Chelsea Manning is tweeting from prison - SwellJoe
https://twitter.com/xychelsea
======
clamprecht
When I was doing my time in the Fed (1995-2000), my friends & mom had set up a
web page for me.[1] Sometime around '96 or '97, the prison Captain
(responsible for security) found out and had me fired from my "good" job.

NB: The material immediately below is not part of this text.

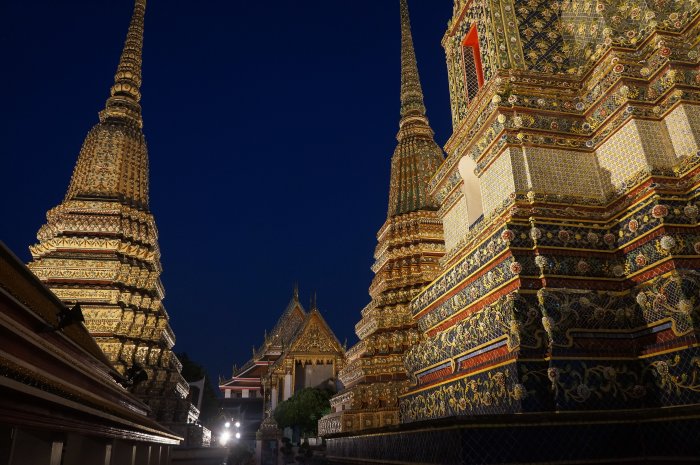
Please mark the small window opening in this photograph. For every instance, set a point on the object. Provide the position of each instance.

(Good job meant I was working at the Unicor factory, where I could have
eventually made $200/month). I was transferred to be an "orderly" (which means
janitor), earning $5/month at the Captain's office, so he could keep an eye on
me.

Eventually I found out the reason he had me fired was because the prison
officials didn't like the attention that my web page brought, and they also
though I was somehow accessing the Internet from the Unicor factory (they had
terminals there, which I wasn't allowed to be near). My case started getting
attention, media interviews, etc. At one point, I was told directly by the
prison staff attorney to stop all the attention. I scaled it back enough to
where they stopped harassing me. It's definitely a tradeoff - the more
attention you get, the more they will fuck with you in there.

[1]
[https://web.archive.org/web/19990222022940/http://www.parano...](https://web.archive.org/web/19990222022940/http://www.paranoia.com/~mthreat/)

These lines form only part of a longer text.